With a lot of the atypicals, if you ramp the dose up enough, they start acting more like the old drugs--EPS, TD, dysphoria, cognitive dulling, that sort of thing. With the older drugs, if you keep the dose low enough, you can get improvement in positive symptoms w/o EPS or cognitive problems or drug-induced dysphoria/depression. Of course, nobody's backing the old drugs anymore, so docs (especially in the US) tend to Rx the newer ones right off the bat and switch people to the newer ones if they're on the older ones.
To be fair, Zyprexa did have a slight edge over both perphenazine and the other atypicals in the CATIE study. It also tended to cause lots of weight gain and metabolic problems.

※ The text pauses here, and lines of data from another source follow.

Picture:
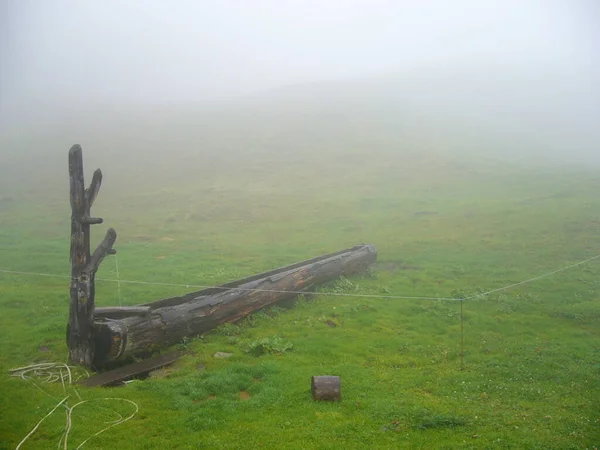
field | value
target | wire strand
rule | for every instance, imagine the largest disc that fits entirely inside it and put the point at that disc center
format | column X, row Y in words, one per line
column 335, row 294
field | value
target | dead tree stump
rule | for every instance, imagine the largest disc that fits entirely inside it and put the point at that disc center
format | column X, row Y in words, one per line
column 326, row 388
column 80, row 330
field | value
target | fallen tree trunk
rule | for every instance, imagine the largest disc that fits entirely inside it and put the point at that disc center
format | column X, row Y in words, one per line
column 167, row 321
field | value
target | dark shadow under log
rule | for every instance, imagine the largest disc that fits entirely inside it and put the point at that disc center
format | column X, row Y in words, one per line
column 170, row 320
column 326, row 388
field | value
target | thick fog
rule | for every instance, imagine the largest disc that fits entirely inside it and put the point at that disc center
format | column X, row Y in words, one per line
column 498, row 76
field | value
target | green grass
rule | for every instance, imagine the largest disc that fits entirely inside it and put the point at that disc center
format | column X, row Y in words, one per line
column 443, row 228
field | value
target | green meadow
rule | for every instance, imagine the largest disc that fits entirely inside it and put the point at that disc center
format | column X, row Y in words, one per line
column 445, row 227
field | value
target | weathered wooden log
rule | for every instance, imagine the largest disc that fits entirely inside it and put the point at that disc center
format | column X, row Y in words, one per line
column 326, row 388
column 80, row 329
column 120, row 312
column 172, row 319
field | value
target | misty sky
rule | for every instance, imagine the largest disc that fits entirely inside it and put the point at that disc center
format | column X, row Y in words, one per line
column 57, row 52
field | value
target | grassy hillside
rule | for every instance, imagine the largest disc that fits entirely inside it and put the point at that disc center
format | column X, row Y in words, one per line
column 444, row 226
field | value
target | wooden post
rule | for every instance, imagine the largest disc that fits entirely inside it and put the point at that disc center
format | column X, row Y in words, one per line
column 80, row 330
column 326, row 388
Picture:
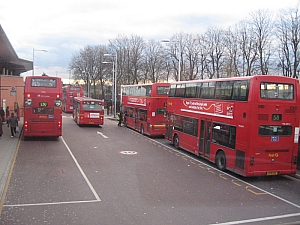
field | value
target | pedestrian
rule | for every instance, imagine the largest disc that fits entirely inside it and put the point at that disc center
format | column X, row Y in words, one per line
column 1, row 130
column 2, row 114
column 120, row 119
column 7, row 114
column 13, row 123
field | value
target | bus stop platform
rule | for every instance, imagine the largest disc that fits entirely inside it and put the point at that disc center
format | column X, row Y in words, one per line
column 8, row 150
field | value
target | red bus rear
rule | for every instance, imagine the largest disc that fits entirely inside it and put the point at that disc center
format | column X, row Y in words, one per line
column 42, row 106
column 88, row 111
column 143, row 107
column 69, row 92
column 248, row 125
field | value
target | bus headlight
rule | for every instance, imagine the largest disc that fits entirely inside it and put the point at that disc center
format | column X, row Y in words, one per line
column 57, row 103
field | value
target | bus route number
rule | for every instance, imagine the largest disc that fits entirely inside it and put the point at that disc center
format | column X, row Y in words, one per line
column 43, row 104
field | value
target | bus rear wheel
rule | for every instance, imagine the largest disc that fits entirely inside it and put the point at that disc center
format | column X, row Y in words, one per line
column 221, row 160
column 176, row 141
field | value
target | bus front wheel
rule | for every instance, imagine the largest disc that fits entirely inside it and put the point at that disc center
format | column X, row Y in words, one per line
column 176, row 141
column 221, row 160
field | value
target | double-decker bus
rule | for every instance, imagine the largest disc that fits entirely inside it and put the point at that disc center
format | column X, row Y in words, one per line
column 42, row 106
column 248, row 125
column 88, row 111
column 143, row 107
column 69, row 92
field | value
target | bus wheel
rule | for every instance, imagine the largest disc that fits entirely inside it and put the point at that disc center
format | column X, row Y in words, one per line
column 142, row 130
column 176, row 141
column 221, row 160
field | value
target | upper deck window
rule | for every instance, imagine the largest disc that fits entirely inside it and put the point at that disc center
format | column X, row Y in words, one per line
column 276, row 91
column 43, row 82
column 162, row 90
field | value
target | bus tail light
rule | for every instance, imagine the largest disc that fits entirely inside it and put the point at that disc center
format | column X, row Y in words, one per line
column 251, row 160
column 295, row 159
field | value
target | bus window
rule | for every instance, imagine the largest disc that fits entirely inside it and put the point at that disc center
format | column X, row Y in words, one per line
column 191, row 90
column 276, row 91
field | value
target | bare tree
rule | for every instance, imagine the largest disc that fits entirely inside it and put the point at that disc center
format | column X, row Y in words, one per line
column 262, row 31
column 216, row 51
column 288, row 33
column 154, row 61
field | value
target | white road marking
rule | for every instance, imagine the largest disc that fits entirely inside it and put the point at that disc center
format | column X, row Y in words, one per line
column 98, row 132
column 52, row 203
column 258, row 219
column 81, row 171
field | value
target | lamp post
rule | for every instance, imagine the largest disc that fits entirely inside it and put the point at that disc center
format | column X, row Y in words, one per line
column 114, row 80
column 88, row 83
column 179, row 57
column 35, row 50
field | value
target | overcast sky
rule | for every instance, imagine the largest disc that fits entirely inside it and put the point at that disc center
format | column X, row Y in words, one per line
column 63, row 27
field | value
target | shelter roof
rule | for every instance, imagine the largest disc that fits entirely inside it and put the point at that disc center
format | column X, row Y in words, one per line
column 9, row 59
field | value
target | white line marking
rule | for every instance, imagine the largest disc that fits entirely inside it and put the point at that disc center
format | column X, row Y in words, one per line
column 98, row 132
column 81, row 171
column 52, row 203
column 258, row 219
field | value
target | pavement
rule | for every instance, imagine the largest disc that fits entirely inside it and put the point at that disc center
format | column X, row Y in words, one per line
column 8, row 151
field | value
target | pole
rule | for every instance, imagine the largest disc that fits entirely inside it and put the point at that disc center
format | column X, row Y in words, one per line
column 33, row 62
column 115, row 83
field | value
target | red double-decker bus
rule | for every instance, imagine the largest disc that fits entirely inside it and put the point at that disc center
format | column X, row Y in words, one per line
column 42, row 106
column 69, row 92
column 143, row 107
column 88, row 111
column 248, row 125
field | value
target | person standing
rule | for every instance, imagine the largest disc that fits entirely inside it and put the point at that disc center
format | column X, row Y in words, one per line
column 7, row 114
column 13, row 122
column 120, row 119
column 1, row 130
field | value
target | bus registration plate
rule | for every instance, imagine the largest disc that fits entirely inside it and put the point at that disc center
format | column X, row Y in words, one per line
column 272, row 173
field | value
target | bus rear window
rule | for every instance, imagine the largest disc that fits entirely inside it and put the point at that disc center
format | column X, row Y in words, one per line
column 276, row 91
column 43, row 82
column 162, row 90
column 265, row 130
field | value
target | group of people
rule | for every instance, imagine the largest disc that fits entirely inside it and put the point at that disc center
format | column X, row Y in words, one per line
column 10, row 119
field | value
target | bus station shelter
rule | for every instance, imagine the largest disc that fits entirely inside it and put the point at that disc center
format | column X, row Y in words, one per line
column 11, row 83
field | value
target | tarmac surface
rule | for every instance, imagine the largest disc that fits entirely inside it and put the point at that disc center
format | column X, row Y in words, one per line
column 8, row 151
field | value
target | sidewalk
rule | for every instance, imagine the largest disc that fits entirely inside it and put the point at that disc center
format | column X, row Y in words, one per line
column 8, row 147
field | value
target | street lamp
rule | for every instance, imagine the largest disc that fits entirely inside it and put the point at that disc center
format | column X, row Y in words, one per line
column 179, row 57
column 114, row 80
column 35, row 50
column 88, row 83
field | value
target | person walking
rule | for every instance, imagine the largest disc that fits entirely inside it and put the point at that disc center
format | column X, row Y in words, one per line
column 7, row 114
column 2, row 114
column 1, row 130
column 13, row 123
column 120, row 119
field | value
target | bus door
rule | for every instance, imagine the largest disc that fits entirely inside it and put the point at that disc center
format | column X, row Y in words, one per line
column 169, row 126
column 205, row 134
column 136, row 118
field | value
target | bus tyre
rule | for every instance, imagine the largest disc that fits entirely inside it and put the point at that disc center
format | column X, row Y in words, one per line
column 176, row 141
column 221, row 160
column 142, row 130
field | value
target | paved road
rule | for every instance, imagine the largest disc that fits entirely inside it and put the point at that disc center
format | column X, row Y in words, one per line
column 113, row 175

The only truly novel antipsychotic on the market in the US right now is Abilify, which functions as a partial agonist at D2 receptors (and elsewhere, I think). This doesn't seem to translate into anything particularly amazing, at least not for me; all I've noticed with Abilify is symptom control w/o EPS or significant cognitive dulling. People still report feeling slowed down/zombie-fied at higher doses, it can still cause NMS, EPS, and TD in some people, and it has its own problems (akathisia, lack of sedation, etc.).
A lot of the switch to atypicals was done because of marketing, honestly.